«J’ai bien lu l’infolettre. Il est fait mention d’une autorisation de sortie à signer. À ma connaissance, nous n’avons pas reçu d’autorisation de sortie. Pouvez-vous nous la transmettre svp?»
Ça, c’est mon courriel type. Toujours poli, un brin stressé, souvent pressé. Je suis de ces parents à qui on ne peut pas parler d’une autorisation de sortie si le document n’est pas annexé. Le cauchemar des planificateurs. Le doigt sur le clic gauche plus rapide que Lucky Luke abattant son ombre.
Je le sais. C’est ma job, aussi, la planification. Outlook me sonne les cloches à chaque fois : «Vous avez parlé d’un fichier joint, mais aucun fichier n’a été joint à votre courriel, voulez-vous joindre un fichier à votre courriel?». Inratable. Même Gmail s’y est mis. Je soupçonne un complot.
L’école n’est pas en reste. «SVP prévoir les pantalons de neige au moment opportun». Ma tête s’affole.
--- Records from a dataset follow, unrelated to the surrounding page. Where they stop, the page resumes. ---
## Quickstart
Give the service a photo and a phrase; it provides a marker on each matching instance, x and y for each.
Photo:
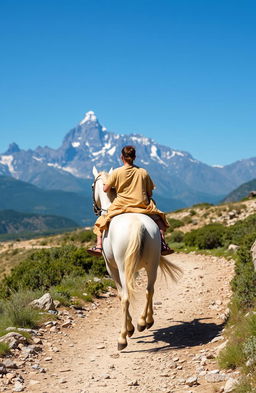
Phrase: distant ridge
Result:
(27, 198)
(241, 192)
(15, 222)
(181, 180)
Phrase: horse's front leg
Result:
(130, 327)
(146, 319)
(122, 341)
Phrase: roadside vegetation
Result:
(61, 267)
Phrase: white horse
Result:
(131, 243)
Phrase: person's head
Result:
(128, 154)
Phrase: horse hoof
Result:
(150, 324)
(140, 328)
(120, 347)
(130, 332)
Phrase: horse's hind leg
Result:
(130, 327)
(146, 319)
(113, 271)
(122, 341)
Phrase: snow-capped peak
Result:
(89, 116)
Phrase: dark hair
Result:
(129, 154)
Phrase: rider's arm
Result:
(106, 187)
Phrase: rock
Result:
(33, 382)
(31, 350)
(54, 329)
(230, 385)
(44, 303)
(13, 339)
(10, 364)
(214, 378)
(192, 381)
(37, 340)
(133, 383)
(220, 347)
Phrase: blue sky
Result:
(181, 72)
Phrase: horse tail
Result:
(169, 269)
(133, 254)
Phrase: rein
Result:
(97, 210)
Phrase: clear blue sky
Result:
(181, 72)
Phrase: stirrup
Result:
(95, 251)
(165, 249)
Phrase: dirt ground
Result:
(181, 344)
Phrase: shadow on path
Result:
(181, 335)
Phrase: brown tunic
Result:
(134, 188)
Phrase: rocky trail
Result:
(177, 354)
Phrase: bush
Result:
(208, 237)
(16, 312)
(244, 282)
(249, 348)
(177, 237)
(236, 232)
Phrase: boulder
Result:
(230, 385)
(44, 303)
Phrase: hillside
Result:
(27, 198)
(241, 192)
(202, 214)
(16, 222)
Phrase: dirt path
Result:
(188, 316)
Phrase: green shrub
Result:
(4, 349)
(249, 348)
(236, 232)
(244, 282)
(46, 268)
(16, 311)
(187, 220)
(177, 237)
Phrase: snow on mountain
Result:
(177, 174)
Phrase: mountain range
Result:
(24, 197)
(17, 222)
(241, 192)
(181, 180)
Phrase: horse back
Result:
(121, 231)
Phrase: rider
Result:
(134, 188)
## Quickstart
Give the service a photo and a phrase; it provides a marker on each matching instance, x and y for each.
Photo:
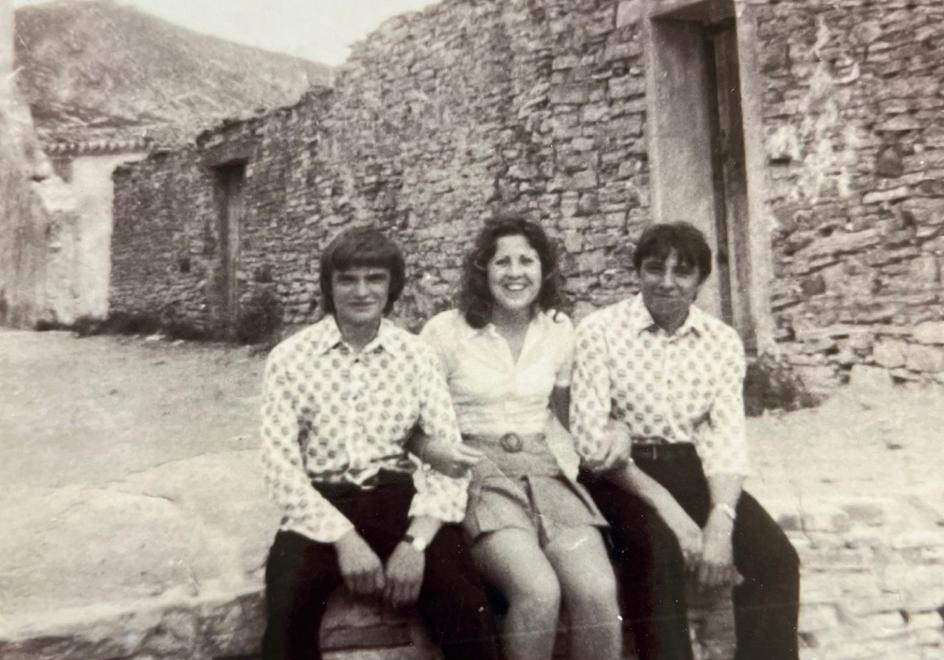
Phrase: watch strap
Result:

C’est quand, le moment opportun? Quand la neige tombe enfin? Quand il fait 2 degrés? -2? -10? Je crois que traînent en moi les réminiscences de ma propre enfance. La peur de mal faire. L’annotation au stylo rouge qui s’époumonait : «Consignes mal comprises». Je relis le paragraphe. Interpelle mes amies mamans. Confronte ma compréhension. Copie les parents qui semblent savoir, ceux qui un beau jour sortent de leurs coffres les pantalons rutilants.
D’ailleurs, les autres parents semblent toujours savoir. Quel jour sortir les pantalons de neige. Quoi mettre dans la boite à lunch. Où trouver des chaussons de danse. Quand se terminent les inscriptions aux camps d’été.
Ils semblent toujours lancés dans une conversation animée avec l’institutrice. Ils ne se questionnent pas au sujet du sens caché du dernier courriel reçu. Ni sur le format de la boite à chaussures à sacrifier sur l’autel des arts plastiques des maternelles (true story – elle est devenue une grotte pour dinosaures) (avouez que ça vous manque, d’avoir 5 ans et que votre mandat de la semaine soit de construire une grotte pour les dinosaures).
Et puis parfois, à la faveur d’un anniversaire d’enfants un peu trop arrosé (au jus de raisin) (tout pressage compris), on apprend les courriels envoyés en catimini, derrière les sourires figés. On note le ton acerbe employé pour citer une éducatrice un peu trop zélée. On détaille les ridules agacées et les haussements d’épaules. Et on s’esclaffe finalement, alors que tous les parents présents épaulent le père ou la mère désabusé(e) d’un «moi, pareil», grammaticalement faible mais politiquement fort.
La vérité, c’est qu’on est tous le boulet de quelqu’un. Je tempère les inquiétudes parfois saugrenues de mes contacts mais nourris les miennes aux fruits des messages de l’école sans objet et des courriels sans fichiers. J’ai des amis profs qui vitupèrent contre les assauts parentaux et râlent en cachette de l’institutrice de leur enfant qui les rackette en boites d’œufs vides et circulaires de supermarchés. J’ai aussi des copines secrétaires qui collent aux basques des directrices et directeurs de ce monde pour obtenir une malheureuse approbation et signent l’autorisation de sortie pour l’école appuyées sur le pare-brise de l’autobus scolaire à 6h22, le matin du départ en voyage de classe.
Je suis le parent aux courriels intempestifs. Je plaide coupable. Et vous vous êtes lequel?